La tension militaire monte en Europe où l’OTAN multiplie les manœuvres alentour de la Russie. L’incroyable déploiement militaire des divers jeux de guerre espère compenser l’infériorité technologique de l’Alliance. Contrairement à une idée reçue, les États-Unis et l’OTAN disposent certes d’un armement et d’une capacité de production d’armes quantitativement bien supérieures à celles de la Russie et de la Chine, mais qualitativement inférieures.
Noble Jump est le nom de la manœuvre de l’OTAN qui s’est déroulée du 7 au 9 avril en Allemagne, Hollande, République tchèque et huit autres États européens, où en 48 heures ont été mobilisés des milliers de soldats de la « Force de pointe » à très haute rapidité opérative, faisant partie de la « Force de riposte » de 30 000 soldats. La seconde phase se déroulera du 9 au 20 juin en Pologne, où seront déployées des troupes provenant d’Allemagne, de Hollande, de République tchèque, de Norvège et d’autres États. On prépare ainsi la Trident Juncture 2015, la manœuvre qui, du 28 septembre au 6 novembre, se déroulera en Italie, Espagne et Portugal avec des unités terrestres, aériennes et navales et avec des forces spéciales de tous les pays de l’OTAN. Avec 25 000 participants, annonce l’US Army Europe, elle sera « la plus grande manœuvre de l’OTAN depuis la chute du Mur de Berlin », qui testera les capacités de la « Force de riposte », dont le rôle — selon un porte-parole de l’OTAN — est de « répondre à une crise avant même qu’elle ne commence », en d’autres termes celui de la « guerre préventive ».
Celui qui conduira la manœuvre est le JFC Naples, commandement de l’OTAN (avec quartier général à Lago Patria) aux ordres de l’amiral étasunien Mark E. Ferguson III, simultanément commandant des forces navales US en Europe et des forces navales de l’AfriCom.
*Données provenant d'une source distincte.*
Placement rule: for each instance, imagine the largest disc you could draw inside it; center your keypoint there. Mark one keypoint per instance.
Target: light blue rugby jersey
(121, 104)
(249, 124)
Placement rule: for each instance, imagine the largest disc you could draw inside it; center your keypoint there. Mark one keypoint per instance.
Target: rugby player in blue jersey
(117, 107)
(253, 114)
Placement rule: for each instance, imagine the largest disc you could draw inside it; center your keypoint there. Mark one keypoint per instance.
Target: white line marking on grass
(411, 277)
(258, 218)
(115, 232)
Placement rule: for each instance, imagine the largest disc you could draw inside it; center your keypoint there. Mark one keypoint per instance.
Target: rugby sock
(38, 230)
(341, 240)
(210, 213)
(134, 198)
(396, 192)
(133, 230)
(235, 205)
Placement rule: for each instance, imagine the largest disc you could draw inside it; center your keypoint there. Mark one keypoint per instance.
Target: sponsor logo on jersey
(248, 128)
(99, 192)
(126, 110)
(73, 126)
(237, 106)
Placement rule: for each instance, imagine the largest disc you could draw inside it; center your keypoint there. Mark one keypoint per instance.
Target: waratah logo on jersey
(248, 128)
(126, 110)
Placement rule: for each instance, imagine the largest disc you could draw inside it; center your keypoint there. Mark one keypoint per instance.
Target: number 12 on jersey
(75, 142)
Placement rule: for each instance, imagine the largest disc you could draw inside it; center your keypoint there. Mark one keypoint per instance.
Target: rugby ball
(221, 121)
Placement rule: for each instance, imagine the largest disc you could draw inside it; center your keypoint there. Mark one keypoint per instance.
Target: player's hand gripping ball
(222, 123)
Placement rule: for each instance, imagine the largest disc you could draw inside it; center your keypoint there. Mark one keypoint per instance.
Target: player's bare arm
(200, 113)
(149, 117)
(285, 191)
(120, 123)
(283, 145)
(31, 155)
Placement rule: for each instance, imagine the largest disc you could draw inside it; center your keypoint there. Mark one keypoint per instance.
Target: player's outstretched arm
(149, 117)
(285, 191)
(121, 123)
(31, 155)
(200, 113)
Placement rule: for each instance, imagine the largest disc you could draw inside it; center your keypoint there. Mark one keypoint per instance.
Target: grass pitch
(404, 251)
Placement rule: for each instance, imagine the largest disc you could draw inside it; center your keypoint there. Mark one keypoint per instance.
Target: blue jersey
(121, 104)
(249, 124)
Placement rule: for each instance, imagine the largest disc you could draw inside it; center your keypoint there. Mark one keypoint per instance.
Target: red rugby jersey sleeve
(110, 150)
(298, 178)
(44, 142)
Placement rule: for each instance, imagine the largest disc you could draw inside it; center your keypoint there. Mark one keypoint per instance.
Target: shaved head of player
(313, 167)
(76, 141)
Comme déclare le général étasunien Philip M. Breedlove — commandant suprême allié en Europe (le chef militaire de l’OTAN toujours nommé par le président des États-Unis) —, ces manœuvres constituent « une claire indication que notre Alliance a la capacité et la volonté de répondre aux défis émergents contre la sécurité sur nos flancs méridional et oriental ». C’est-à-dire qu’elle a la capacité et la volonté, en partant des bases en Europe, de faire d’autres guerres en Afrique du Nord et au Moyen-Orient (où se prépare une autre intervention militaire en Libye) et en Europe orientale. Sur le « flanc oriental » l’OtAN, après avoir provoqué l’explosion de la crise ukrainienne, fait de plus en plus pression sur la Russie.
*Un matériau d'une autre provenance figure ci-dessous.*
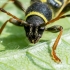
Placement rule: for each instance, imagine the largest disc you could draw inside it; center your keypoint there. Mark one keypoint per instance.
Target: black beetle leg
(16, 3)
(55, 29)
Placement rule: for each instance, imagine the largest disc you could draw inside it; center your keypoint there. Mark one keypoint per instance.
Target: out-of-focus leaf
(16, 52)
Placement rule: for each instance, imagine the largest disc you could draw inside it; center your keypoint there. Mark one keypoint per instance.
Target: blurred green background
(17, 53)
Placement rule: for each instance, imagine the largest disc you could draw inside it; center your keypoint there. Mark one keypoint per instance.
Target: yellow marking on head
(38, 14)
(58, 2)
(43, 1)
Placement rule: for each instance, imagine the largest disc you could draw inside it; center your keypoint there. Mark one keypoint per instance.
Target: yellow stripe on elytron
(58, 2)
(38, 14)
(43, 0)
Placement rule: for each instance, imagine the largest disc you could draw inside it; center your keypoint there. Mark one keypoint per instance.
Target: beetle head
(34, 33)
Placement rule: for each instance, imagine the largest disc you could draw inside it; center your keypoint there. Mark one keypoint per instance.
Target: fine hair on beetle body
(38, 15)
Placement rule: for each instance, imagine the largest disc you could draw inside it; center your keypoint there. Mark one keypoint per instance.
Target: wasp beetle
(38, 15)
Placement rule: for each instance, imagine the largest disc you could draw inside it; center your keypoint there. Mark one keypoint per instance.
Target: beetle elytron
(39, 14)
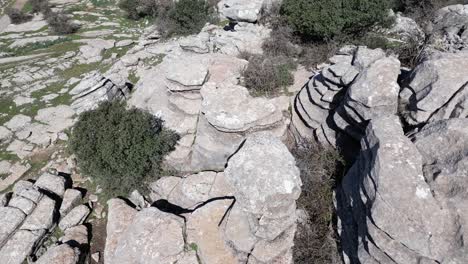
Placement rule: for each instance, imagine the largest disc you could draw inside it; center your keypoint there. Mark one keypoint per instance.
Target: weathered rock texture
(29, 216)
(246, 214)
(358, 85)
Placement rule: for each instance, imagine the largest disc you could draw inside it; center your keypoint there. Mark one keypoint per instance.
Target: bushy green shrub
(324, 19)
(60, 23)
(186, 17)
(137, 9)
(320, 167)
(17, 16)
(120, 148)
(267, 75)
(40, 6)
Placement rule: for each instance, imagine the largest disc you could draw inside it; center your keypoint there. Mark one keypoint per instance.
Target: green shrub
(266, 75)
(324, 19)
(137, 9)
(186, 17)
(40, 6)
(60, 23)
(120, 148)
(17, 16)
(315, 241)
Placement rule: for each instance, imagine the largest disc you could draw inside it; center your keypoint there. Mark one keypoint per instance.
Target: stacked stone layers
(246, 214)
(336, 104)
(30, 213)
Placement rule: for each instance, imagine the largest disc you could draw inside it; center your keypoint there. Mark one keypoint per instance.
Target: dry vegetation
(321, 168)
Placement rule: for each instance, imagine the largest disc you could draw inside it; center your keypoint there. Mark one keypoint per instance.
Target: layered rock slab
(386, 208)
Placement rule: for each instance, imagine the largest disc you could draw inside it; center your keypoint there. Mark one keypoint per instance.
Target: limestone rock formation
(436, 89)
(335, 105)
(30, 216)
(387, 210)
(449, 28)
(246, 214)
(96, 88)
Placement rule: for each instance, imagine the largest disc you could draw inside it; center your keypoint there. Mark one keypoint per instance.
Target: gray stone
(61, 254)
(5, 134)
(386, 203)
(18, 43)
(19, 246)
(203, 229)
(51, 183)
(71, 198)
(187, 75)
(232, 109)
(437, 88)
(241, 10)
(124, 43)
(58, 117)
(77, 234)
(10, 218)
(5, 167)
(120, 217)
(18, 122)
(24, 204)
(43, 216)
(75, 217)
(146, 231)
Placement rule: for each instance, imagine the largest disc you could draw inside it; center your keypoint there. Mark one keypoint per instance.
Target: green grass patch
(8, 108)
(27, 8)
(34, 47)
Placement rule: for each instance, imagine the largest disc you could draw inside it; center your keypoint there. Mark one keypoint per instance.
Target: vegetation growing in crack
(267, 75)
(120, 148)
(321, 168)
(182, 17)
La plus grande manœuvre navale de l’OTAN de la série Joint Warrior, destinée à contrer la Russie, avec la participation de plus de 50 navires de guerre et de 70 chasseurs-bombardiers de 14 pays, y compris un groupe naval sous commandement italien, est en cours au large de l’Écosse (11-24 avril). En mer Noire, où en mars s’est déroulée une manœuvre de l’OTAN à laquelle a aussi participé l’Italie, des navires de guerre étasuniens croisent aux limites des eaux territoriales russes. Quand un chasseur-bombardier russe, désarmé mais outillé pour la guerre électronique, a survolé le torpilleur lance-missiles Donald Cook, le Pentagone a protesté contre « cette action provocatrice russe qui viole les protocoles internationaux [1] ». Sont légaux par contre, pour Washington, les drones US Global Hawk qui survolent la mer Noire et l’Ukraine. Où est arrivé de Vicence un convoi US de la 173ème Brigade aéroportée avec armes et équipements pour l’opération Fearless Guardian : l’entraînement, pour une période de six mois, de trois bataillons (de claire inspiration nazie) de la Garde nationale ukrainienne, effectué par environ 300 paras US. Auxquels s’ajoutent des centaines d’instructeurs envoyés par la Grande-Bretagne et le Canada. Ottawa fournit aussi à Kiev des images à haute définition de son satellite Radarsat-2 pour une utilisation militaire.
Et l’Allemagne ? Tandis que d’un côté elle semble se différencier de Washington en traitant avec Moscou, de l’autre elle participe aux manœuvres de l’OTAN sous commandement US contre la Russie et, en même temps, arme la Lituanie en lui offrant même des obusiers automoteurs Panzerhaubitze 2000, qui tirent 12 projectiles de 155 mm à la minute avec une portée de 30 à 40 km. Les mêmes qui ont été utilisés par l’Allemagne dans la guerre de l’OTAN en Afghanistan.